This incident happened around 3 years ago in sept 2008. I still do not have any logical explanation for it. I do feel that it was all a state of mind.
Those days I was in night shifts (our shifts use to change after every 4 week) and that was the last week for night shift. One morning I saw a commotion in our generally deserted society compound. My maid told us that a 16 year mentally challenged girl had jumped off from her terrace and had fallen on the balcony of another flat. She died instantly. This all happened in our next door apartment and both the terrace and the balcony can be clearly seen from our balcony.

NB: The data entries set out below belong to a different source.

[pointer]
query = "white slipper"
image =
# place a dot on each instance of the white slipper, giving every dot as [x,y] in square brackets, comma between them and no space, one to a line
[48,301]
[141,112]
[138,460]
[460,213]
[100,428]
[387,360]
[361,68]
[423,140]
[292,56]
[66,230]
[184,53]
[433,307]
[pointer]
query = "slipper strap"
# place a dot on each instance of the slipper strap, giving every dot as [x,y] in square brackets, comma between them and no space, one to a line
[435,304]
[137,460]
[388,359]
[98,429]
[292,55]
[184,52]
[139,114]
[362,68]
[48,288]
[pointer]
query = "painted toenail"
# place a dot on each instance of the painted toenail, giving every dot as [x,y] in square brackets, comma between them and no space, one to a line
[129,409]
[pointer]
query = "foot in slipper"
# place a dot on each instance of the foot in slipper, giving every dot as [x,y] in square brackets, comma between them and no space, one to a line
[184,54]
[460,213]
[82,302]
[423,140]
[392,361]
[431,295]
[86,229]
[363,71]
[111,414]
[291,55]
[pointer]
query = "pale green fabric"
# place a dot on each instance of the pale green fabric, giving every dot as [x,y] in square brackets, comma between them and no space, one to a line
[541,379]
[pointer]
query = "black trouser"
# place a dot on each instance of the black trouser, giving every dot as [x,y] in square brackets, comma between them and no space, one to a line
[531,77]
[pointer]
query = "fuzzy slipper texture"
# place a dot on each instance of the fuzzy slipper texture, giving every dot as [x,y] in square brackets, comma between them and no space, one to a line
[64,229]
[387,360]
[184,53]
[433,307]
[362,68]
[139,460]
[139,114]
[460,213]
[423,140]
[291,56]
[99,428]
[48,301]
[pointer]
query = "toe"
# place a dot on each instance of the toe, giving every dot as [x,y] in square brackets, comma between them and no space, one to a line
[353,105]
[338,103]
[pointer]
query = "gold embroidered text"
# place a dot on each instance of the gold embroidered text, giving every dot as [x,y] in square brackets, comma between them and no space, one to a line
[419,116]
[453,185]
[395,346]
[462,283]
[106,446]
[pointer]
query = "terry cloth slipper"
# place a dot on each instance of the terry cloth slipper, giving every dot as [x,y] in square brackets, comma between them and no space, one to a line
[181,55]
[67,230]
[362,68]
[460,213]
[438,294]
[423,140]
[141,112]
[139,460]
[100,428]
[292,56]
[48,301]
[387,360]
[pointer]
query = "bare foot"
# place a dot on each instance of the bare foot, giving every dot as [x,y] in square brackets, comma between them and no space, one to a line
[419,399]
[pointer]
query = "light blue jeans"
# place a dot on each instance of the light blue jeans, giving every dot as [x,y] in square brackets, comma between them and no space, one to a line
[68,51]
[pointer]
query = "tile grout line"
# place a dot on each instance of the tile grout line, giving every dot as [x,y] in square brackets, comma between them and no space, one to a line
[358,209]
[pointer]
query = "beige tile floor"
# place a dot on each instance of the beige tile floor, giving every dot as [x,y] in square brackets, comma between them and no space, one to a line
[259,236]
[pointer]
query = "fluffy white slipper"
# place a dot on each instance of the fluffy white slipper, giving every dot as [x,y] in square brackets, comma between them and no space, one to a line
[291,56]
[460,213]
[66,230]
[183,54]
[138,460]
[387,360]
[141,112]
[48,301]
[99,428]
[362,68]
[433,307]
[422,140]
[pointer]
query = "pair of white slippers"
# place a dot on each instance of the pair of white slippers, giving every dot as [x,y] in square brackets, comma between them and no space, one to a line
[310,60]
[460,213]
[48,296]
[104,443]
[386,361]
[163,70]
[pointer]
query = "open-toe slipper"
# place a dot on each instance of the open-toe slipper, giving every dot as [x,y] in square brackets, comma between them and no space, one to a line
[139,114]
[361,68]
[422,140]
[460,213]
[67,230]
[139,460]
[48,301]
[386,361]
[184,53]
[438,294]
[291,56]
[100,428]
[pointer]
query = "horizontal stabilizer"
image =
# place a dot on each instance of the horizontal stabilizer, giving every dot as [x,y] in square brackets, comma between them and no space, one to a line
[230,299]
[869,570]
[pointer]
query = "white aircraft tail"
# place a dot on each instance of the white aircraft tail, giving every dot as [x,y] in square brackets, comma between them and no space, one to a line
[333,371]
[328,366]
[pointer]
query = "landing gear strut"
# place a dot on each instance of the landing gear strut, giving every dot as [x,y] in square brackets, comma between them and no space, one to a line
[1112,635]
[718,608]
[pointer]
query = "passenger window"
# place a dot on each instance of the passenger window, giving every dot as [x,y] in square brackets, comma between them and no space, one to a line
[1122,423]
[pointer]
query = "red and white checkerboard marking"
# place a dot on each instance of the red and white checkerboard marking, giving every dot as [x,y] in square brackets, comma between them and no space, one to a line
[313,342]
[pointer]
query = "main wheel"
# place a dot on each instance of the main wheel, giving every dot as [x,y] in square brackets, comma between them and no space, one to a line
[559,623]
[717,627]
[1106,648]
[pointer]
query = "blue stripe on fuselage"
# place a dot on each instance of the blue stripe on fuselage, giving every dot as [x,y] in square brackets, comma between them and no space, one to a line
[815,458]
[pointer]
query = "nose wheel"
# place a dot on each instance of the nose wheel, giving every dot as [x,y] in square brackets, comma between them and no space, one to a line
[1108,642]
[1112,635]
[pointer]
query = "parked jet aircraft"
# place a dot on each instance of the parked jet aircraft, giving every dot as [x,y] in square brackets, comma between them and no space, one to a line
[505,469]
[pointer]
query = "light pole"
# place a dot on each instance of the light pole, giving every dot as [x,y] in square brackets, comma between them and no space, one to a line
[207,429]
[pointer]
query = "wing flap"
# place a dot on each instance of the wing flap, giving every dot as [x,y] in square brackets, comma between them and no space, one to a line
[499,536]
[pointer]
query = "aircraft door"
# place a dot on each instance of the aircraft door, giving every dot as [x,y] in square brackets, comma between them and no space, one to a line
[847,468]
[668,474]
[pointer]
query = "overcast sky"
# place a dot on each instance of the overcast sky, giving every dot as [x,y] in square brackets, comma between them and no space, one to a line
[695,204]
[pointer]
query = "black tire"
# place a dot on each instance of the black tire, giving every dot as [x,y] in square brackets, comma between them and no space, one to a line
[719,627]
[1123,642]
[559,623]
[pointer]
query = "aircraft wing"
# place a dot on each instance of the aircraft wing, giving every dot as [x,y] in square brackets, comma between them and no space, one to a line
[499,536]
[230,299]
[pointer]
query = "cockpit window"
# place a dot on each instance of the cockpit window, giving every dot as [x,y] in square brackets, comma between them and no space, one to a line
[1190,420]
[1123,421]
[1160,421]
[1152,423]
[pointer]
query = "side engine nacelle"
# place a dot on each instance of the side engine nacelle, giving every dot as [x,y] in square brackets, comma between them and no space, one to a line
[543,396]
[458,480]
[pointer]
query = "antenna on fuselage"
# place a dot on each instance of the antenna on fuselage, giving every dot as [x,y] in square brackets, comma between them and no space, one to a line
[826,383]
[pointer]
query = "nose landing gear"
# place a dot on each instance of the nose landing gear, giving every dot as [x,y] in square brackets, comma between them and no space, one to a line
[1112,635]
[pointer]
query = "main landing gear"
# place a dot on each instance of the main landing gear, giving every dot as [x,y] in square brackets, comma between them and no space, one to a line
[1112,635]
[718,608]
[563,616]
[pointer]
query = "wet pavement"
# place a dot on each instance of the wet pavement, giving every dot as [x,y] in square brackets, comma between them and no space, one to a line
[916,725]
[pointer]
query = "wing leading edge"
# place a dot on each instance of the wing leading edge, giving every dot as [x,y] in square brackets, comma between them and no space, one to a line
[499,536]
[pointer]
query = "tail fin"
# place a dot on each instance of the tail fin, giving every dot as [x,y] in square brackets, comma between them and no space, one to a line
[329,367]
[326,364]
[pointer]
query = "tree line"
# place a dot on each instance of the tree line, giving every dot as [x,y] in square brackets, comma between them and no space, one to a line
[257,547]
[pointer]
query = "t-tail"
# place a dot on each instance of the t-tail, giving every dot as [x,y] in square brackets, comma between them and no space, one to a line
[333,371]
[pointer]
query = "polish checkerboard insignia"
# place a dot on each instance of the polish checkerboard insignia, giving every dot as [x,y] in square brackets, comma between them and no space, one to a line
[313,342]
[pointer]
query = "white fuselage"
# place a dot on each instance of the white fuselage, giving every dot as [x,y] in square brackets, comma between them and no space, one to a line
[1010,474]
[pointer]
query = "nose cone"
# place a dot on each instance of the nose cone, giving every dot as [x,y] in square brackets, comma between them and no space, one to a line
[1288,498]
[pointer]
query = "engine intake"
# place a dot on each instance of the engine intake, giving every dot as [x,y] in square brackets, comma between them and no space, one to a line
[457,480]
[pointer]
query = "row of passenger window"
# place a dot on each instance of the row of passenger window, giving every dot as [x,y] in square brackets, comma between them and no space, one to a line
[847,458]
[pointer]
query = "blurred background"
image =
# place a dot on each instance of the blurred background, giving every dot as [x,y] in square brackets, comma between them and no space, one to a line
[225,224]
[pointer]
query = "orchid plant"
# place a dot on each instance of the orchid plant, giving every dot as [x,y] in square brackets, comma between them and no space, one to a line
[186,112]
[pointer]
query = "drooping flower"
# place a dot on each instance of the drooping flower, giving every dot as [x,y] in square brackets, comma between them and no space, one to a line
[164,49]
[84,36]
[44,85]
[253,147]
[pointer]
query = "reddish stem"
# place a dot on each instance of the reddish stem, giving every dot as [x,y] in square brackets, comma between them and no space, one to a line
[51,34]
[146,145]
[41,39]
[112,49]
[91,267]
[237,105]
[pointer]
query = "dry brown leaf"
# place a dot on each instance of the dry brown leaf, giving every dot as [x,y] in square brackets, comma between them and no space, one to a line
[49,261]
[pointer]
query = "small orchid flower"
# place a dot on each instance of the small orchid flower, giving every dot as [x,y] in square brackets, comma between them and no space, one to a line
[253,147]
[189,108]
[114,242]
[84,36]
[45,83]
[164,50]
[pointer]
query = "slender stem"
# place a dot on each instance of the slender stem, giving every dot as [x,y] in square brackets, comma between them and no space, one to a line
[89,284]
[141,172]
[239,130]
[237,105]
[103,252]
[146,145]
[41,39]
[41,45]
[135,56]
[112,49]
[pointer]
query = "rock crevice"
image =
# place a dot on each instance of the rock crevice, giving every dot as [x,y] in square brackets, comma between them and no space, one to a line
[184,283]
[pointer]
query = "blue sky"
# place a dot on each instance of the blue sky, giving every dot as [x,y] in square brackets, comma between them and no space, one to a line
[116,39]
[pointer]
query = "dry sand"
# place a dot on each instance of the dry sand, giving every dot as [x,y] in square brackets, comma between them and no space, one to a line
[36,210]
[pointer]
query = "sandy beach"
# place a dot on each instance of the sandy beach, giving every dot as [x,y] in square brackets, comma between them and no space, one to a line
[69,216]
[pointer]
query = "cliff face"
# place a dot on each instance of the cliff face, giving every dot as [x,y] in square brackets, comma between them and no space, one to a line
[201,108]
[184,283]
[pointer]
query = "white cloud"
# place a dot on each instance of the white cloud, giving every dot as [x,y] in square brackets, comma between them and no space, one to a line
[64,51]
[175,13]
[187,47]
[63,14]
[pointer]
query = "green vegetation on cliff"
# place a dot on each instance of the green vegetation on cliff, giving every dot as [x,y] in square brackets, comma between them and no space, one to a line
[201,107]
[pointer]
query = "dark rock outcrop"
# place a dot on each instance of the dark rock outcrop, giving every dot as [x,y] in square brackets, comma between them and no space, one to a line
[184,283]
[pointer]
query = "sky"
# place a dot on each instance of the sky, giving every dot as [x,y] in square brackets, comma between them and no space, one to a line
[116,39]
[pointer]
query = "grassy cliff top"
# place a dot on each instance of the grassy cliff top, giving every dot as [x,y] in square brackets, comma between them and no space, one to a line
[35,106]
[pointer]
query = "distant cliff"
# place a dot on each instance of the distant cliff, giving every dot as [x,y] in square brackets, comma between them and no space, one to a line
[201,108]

More information shared by my maid was that the girl was living with her step-mom and father was in Dubai. She had some altercations with her mom and she tried to run away from house in the night around 1 AM. The security guard didn’t allow her to go outside and asked her to go back as he sensed everything is not normal. She hid in the lawn and asked couple of people who were returning from their work to help her to go outside. Finally she crept back to her home and jumped off around 6 AM.
At first, when maid just informed about the suicide, I saw my sister’s face turned pale. She told that last night when she was coming back from office (evening shift ) around 2 AM a girl-not so well dressed – carrying a bag approached her near the lawn and asked for help in fluent English. Smelling it foul, my sister politely refused her to which she smiled and went away. Yes, you guessed it right, my sister was one the two persons who met that unfortunate girl that night. Initially we thought that sis saw some spirit (!!!) after the girl’s death but later when maid narrated the complete story then was able to relate the chain of events.
Anyways it was a Monday and that time I had a Sun-Mon week off. On Tuesday, when both my hubby and sis left for work I went to bed around 5 PM for a couple of hours sleep before night shift. Somehow, I was not able to sleep and thoughts about that girl constantly hovered on my mind. Anyways, went to office with sleepy eyes. On Wednesday, I came back around 9AM. Body was aching and eyes were half closed. Still I managed to cook something and ate it. With the thought that I would compensate the yesterday lack of sleep with more hours today, went to bed. Strangely, I was not able to sleep again. Believe me, it was horrible feeling that every inch of your body is dog-tired and want to sleep but somehow mind is fully awake & alert and not allowing you to sleep. Why my mind was so alert? Felt as if someone is constantly keeping a watch on me. Surprisingly, I didn’t felt it while cooking or watching T.V but only when I tried to sleep.
I discussed this with my hubby over phone and he counseled and tried to boost my morale. I was reluctant to discuss this with others as thought they might make fun of me!! So, I literally dragged myself to office on Wednesday night where my supervisor asked me to go back home as office sick room was under maintenance, but I was scared to go back home. Thursday, again the same thing happened, it was the third day when I had no proper sleep but just few minutes of nap in the office cab. Then in the evening, desperately I called one of my colleagues who stayed in the same society and requested him to let me sleep at his place. I slept for about 3-4 hours there and felt better. From Friday onwards my shift changed and it was quite similar to that of my hubby’s shift so I didn’t have to sleep alone in the house.
Gradually after some time, situation came back to normal. But still I woder what happened to me that time? I generally do not think much about those topics which my logical mind does not support, so cannot comment much about the reason. Might be possible that subconsciously I was thinking too much about that girl therefore while my conscious mind wanted to take rest but sub-conscious one was on thinking mode. Might be it was just a state of mind!! What do you say???